OK Boomers, Let’s do It

by Sandy Burgham

In January I wrote a post encouraging you to choose a word for the year, a theme that anchors the year and keeps you focused on a particular shift that is calling. It seemed to strike a chord with people, many of whom have shared with me their ‘word of the year’ that came to them during a period of contemplation. These words range from ‘soft’ and ‘discipline’ to the intriguing ‘tone’ and ‘surface’. Each word means something to the owner and serves to get them back on the path when life sends them off-course.

This month, I am stepping it up a notch and wanting to consider a ‘theme of the decade’. We are now well into the new millennium — it’s almost a shock to consider that we are in the ‘20s. A century ago, the western world, led by the USA, was embarking on a heady ride to modernity fueled by jazz, booze, technology, economic growth and new gender dynamics. While it was all to come crashing down on one black Tuesday in 1929, for a long time the ‘Roaring Twenties’ represented an era of optimistic change.

One hundred years later we seem far from optimistic. While there is a lot to be proud of in the world, the creeping orange skies that eerie day in January reminds us that any advances in humankind are set in a cataclysmic context which seem to beyond an individual’s sphere of influence. Or are they?

The ‘theme of the decade’ is different from ‘word of the year’ in that I am pondering a theme that is not just about the individual — but how they play in the world, and, importantly, how they might contribute to making it a better place.

This idea of choosing a deliberate decade theme from the outset was inspired by a colleague who noted that most decade themes are created retrospectively or even at the height of an era, versus being an intentional beginning. For instance, no-one said in 1920: “Let’s make this the Roaring Twenties.”

But what if we raised the stakes, and became intentional about what this decade could be about? A theme of the decade needs to be both meaningful and inspiring. A ‘Decade of Climate Action,’ as much as we need it, sounds serious and overwhelming. The ‘Decade of Mindfulness’? Again, while
needed, it seems too passive in light of what’s going on in the world.
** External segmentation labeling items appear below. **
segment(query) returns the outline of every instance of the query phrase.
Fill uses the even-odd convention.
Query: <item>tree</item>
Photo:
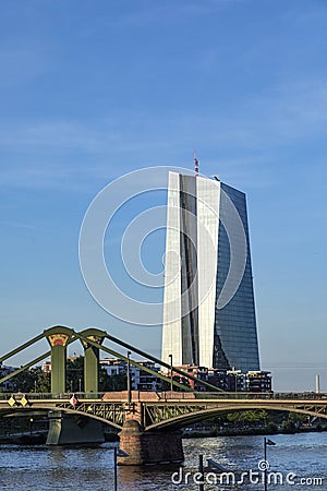
[[[80,356],[66,360],[65,383],[71,392],[84,391],[84,357]]]

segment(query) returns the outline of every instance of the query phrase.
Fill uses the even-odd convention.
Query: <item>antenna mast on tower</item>
[[[196,148],[194,148],[194,172],[195,176],[198,176],[198,160],[196,158]]]

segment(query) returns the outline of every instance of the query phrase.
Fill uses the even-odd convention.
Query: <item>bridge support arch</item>
[[[120,448],[128,457],[118,457],[118,464],[143,466],[146,464],[181,463],[184,460],[181,431],[145,431],[142,421],[142,405],[133,403],[125,415],[121,432]]]
[[[66,346],[72,338],[73,330],[57,325],[45,331],[45,336],[51,347],[51,393],[65,392]]]
[[[47,445],[104,443],[102,423],[83,415],[69,415],[61,410],[48,412]]]

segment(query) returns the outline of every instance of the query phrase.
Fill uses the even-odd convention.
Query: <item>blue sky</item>
[[[324,0],[2,2],[1,352],[62,323],[159,356],[160,327],[88,294],[80,227],[114,178],[196,146],[247,195],[263,368],[327,391],[326,25]],[[149,250],[158,271],[162,235]]]

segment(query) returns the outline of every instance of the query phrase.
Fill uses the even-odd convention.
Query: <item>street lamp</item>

My colleague had been inspired by a talk she attended by a social insights researcher who boldly dubbed the 2020s as the ‘Decade of Doing’. This doing-ness is, and will continue to be, fuelled by a subset of millennials and Gen Z (that some call Generation Do) who are already rising up to challenge outdated modes of doing things, with direct action. I have long been a huge admirer of groups like Generation Zero, a youth-led organisation who have taken positive action to be part of the conversation on civic matters such as housing and transport, and now climate change and carbon pollution. And I am as admiring of Greta Thunberg, standing for what she believes in, as I am fascinated by the hordes of white male baby boomers who want to shut her down — why? So we can continue to follow their lead, which got us into this mess in the first place?

Aside from active protest, my belief is that these younger generations will bring on societal change by voting with their wallets and influencing with their consumer choices and new behaviours. When my daughter announced her veganism last May, which was a personal action to put her money where her mouth is and acknowledge climate change, I admit to some inward eye-rolling. Now, through her quiet resolve, the meat consumption in our household has probably reduced by at least 75 per cent.

I was toying with a ‘Decade of Radical Recycling’ or ‘Conscious Consumerism’ but there is something about the simple idea of the ‘Decade of Doing’ that really resonates. It forces a conversation about action, rather than mere opinion. Already it has made me look past my garden variety fear and laziness to say yes to a new venture that looks at social change more closely, as well as to commit to a research project on a subject that I feel needs to be explored and shared. So ok, boomer, how about you? What are you going to DO in this decade that is different from the last decade — and how might this make the world (versus your fabulous lifestyle) a better place?